Kofi Annan has stepped in on several occasions to urge calm and to argue that that Kenyans have nothing to fear. Annan is a kind of Western "heavy artillery" for a New World Order. He is Chairman of the African Union Panel of Eminent African Personalities. This group, which includes Jimmy Carter and other eminences, is supposed to be modeled on tribal elders. Only instead of counseling to 60 or 600 tribal individuals, the Eminent African Personalities are supposed to minister (impossibly in our humble estimation) to the world's six or seven billion.

Annan has taken an active role as "Chief Mediator" to the Kenyan crisis. He's urged Kenyan leaders to stop using hate language and ethnic incitement and allow the ICC process to take its course.
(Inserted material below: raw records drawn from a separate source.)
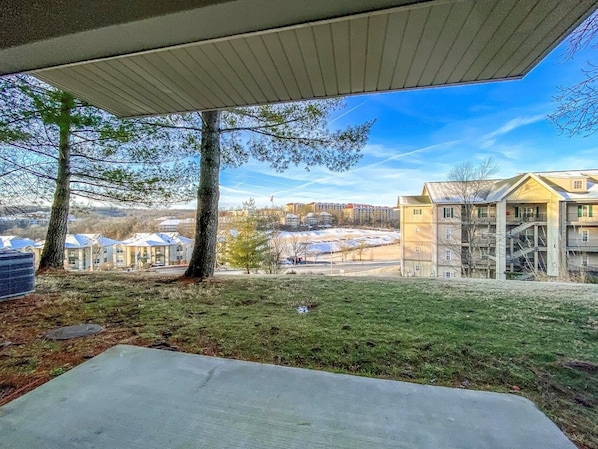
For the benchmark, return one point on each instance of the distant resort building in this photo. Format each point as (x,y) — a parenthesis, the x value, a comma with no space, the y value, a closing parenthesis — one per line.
(88,252)
(157,249)
(327,213)
(182,225)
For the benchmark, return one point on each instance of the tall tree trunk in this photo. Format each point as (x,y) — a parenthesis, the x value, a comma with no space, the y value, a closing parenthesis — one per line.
(203,258)
(53,253)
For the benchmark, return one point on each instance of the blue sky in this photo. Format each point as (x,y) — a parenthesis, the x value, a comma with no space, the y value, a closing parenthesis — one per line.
(420,135)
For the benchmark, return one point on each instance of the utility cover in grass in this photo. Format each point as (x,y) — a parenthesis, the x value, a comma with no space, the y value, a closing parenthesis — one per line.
(76,331)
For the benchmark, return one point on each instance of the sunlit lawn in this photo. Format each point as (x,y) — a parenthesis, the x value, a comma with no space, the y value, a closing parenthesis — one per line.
(540,338)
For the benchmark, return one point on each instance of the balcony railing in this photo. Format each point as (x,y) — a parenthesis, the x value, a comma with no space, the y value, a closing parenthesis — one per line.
(511,219)
(573,219)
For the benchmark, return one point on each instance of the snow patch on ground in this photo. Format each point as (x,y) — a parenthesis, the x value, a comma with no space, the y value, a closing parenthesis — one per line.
(333,240)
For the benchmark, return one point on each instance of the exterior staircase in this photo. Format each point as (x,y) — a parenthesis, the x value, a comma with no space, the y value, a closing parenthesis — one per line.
(522,227)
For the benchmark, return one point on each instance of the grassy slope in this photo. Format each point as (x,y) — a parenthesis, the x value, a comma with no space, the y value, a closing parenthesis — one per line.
(479,335)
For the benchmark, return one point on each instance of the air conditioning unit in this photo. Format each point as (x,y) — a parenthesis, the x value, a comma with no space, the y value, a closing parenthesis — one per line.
(17,274)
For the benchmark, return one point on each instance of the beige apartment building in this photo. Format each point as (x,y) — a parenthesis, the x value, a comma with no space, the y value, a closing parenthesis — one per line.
(537,223)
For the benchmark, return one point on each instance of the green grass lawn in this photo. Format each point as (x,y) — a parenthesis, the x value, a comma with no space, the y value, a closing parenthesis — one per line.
(541,338)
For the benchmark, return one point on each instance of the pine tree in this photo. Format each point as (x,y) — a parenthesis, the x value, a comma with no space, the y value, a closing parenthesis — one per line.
(54,148)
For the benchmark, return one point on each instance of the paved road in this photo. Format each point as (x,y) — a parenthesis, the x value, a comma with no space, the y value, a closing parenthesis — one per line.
(383,268)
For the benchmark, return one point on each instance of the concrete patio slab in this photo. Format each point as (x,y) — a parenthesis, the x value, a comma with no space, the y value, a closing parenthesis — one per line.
(130,397)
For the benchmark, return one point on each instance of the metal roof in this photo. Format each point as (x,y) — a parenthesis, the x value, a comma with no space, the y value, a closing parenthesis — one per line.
(343,51)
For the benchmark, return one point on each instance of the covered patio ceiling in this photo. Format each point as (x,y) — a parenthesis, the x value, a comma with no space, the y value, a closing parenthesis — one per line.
(140,58)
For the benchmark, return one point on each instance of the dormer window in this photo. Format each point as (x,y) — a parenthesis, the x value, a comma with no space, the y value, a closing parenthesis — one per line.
(579,184)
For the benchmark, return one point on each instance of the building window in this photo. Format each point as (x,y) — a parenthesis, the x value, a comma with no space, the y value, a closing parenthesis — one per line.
(585,210)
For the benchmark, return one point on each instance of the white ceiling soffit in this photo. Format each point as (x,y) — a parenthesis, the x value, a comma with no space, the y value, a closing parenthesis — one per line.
(428,44)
The Kenyan Broadcasting Company's KBC News outlet recently posted an article on Annan's involvement called "ICC: Annan urges calm in Kenya."

In a statement Annan sought to defuse "rising tensions" over the upcoming ICC trials. "On the eve of the departure of the individuals summoned by the ICC to The Hague, there is palpable tension in the air in Kenya, with the flames of hate language and ethnic incitement being fanned from various quarters. "Words can soothe, as well as inflame. I urge all Kenyans, particularly leaders, to be wise in their use of language at this critical moment" reads part of the statement.

Annan pointed out, according to the article that no single community or group is being targeted in the ICC trials stating that neither Africa, nor Kenya, nor any ethnic group is on trial at the ICC. "As in any contentious judicial proceeding, tense moments will arise, which will test the patience of the parties. We must understand It is about bringing individuals to account for crimes they may have committed and ensuring that the victims receive justice. Justice, he added, is an essential component of the process of healing."

The "ICC Six" as they are known (for the International Criminal Court) include Deputy Prime Minister, Uhuru Kenyatta, Head of Civil Service, Francis Muthaura, and Postmaster General, Hussein Ali, along with three other who are accused of fomenting the violence that left at least 1,500 dead and thousands more wounded. The ICC process (a subset of various UN charters) has been grinding its way along for months and surviving various Kenyan challenges by those within Kenya that are very uncomfortable with the internationalization of what is seen as mostly Kenyan problem.

The Hague has other views. According to reports in the Standard and elsewhere, Chief Prosecutor Luis Moreno-Ocampo wants the ICC judges to issue warrants of arrests against the suspects to ensure they comply with the Court. The first three suspects are being "processed" at the Hague and another three shall be processed tomorrow. The Court has gone to work not only because of the gravity of the crimes, but because Kenya's own judicial system "failed the test of the international community" by not holding its own judicial process to punish the perpetrators.

The Hague process is causing considerable anger in Kenya, though almost every day, apparently, articles are written claiming that up to 60 percent or more of all Kenyans want the ICC process to continue and the perpetrators of violence brought to justice. Prime Minister Raila Odinga recently went on live television to urge that Kenyans confront the truth, which would "set her free."

After Thoughts

It is not very likely that the Hague process will set anyone free in our estimation but is actually intended to place yet another judicial overlay on the world's population and nation states. As we pointed out yesterday, the paraphernalia of world governance is being aggressively implemented, including potentially a world currency backed by the IMF and global enforcement of Western forms of governance on the Middle East and Africa. The current Hague process, little noted in the West, is just one more example of the extraordinary convulsion affecting the world's nascent global governmental architecture. Those who watch with open eyes can see it.